Simpson works for St. Tammany President Pat Brister – and it's important to note that this parking lot project was started and constructed under the former parish president, Kevin Davis.

Simpson says the parish has a vision for a great deal of development in this part of Lacombe; the Park and Ride lot is the first step. The rest of the land in the area will be used for Northshore Technical Community College and state, federal and local government office buildings.

"So you end up with this collaborative effort with local, state and federal government, as well as educational institutions," says Simpson.

Franzo lives in Lacombe and he says, if the area does get developed, cars still won't park in this lot. "They are going to park at their businesses," he tells us, laughing.

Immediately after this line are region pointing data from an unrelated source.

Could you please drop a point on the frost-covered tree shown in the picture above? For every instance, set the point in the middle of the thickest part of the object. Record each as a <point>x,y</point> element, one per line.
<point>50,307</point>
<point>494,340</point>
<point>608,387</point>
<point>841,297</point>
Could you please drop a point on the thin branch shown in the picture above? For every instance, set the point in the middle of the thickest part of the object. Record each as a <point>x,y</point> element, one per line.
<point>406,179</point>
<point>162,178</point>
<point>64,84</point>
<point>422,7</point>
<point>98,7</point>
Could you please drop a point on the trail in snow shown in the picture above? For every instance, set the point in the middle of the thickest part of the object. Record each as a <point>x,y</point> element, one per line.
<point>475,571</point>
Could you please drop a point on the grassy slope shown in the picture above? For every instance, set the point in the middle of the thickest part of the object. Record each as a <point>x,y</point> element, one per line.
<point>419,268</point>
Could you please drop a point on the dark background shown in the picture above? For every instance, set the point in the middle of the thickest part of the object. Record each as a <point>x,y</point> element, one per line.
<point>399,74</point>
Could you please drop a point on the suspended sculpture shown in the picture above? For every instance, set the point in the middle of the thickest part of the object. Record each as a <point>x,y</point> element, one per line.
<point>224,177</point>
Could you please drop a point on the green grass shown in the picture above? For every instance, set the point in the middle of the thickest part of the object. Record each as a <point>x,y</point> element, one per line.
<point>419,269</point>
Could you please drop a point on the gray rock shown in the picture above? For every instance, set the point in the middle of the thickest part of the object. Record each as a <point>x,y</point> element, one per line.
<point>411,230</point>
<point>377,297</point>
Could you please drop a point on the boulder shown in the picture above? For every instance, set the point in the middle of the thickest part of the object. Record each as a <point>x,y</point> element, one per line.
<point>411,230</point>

We ask Simpson, why a ride-share facility is necessary for commuters to offices that are just down the road from the lot, and he tells us, "Well, I don't know, I think you're kind of splitting hairs here… I think that the parking lot will be there, for the Park & Ride, will add value to that property. It will add value through the possibility of folks beginning to utilize, beginning to understand that it's there."

The parish selected All South Consulting for the engineering work on the project. The record shows the parish picked All South as the top firm on May 15, 2010. But 10 days before the parish officially made that selection, they alerted All South by email that they had been "chosen as the company to provide engineering services for the project.

So, on May 5, 2010 St Tammany told All South they got the work, even through parish records show All South wasn't officially selected as the top qualifier for the work until 10 days later.

There's more.

In about a three-year time period, All South and its owners contributed $7,500 to Kevin Davis's campaign for parish president.

On April 28, 2010, one week before the parish alerted All South it had been selected, the company donated $2,500 to Davis. And one month after All South signed the $95,000 contract, All South gave more money, $1,000, to Davis.

The parish paid All South and a construction company to do the work, but the property itself was donated by a company called Weyerhaeuser. It includes the Park and Ride and the surrounding area. Appraisers valued the property at $4.1 million. In lieu of the donation, the parish gave Weyerhaeuser a $4.1 million credit on impact fees it may face on other land it owns in the parish.

"You don't know if there ever really is going to be a need for this, in this area," says Franzo. "This is based on a transient thing, where your cars will come in, they drive to get in the van and they go somewhere else with it."

It's part of a large area that St Tammany officials say will be a thriving community, one day. But right now, a community watchdog says, all he sees is a big waste of money.

Franzo tells us, "We spent $1.3 million – I'd rather have spent money on a park for the children. I'd rather have spent money on fixing roads in this parish that are a disaster, or drainage. We spent $1.3 million on a pink elephant, sitting in the middle of nowhere. It's just crazy."

Former Pres. Davis is now director of the Governor's Office of Homeland Security and Emergency Preparedness (GOHSEP). We reached out to him for comment to this story, and he replied with the following statement:

I fully support the master plan developed by St. Tammany Parish and the educational opportunities this phase of the plan creates. Any firm selected for work on the project must get parish approval while meeting federal grant requirements. Campaign contributions made to me or any other candidate are not a factor in that process.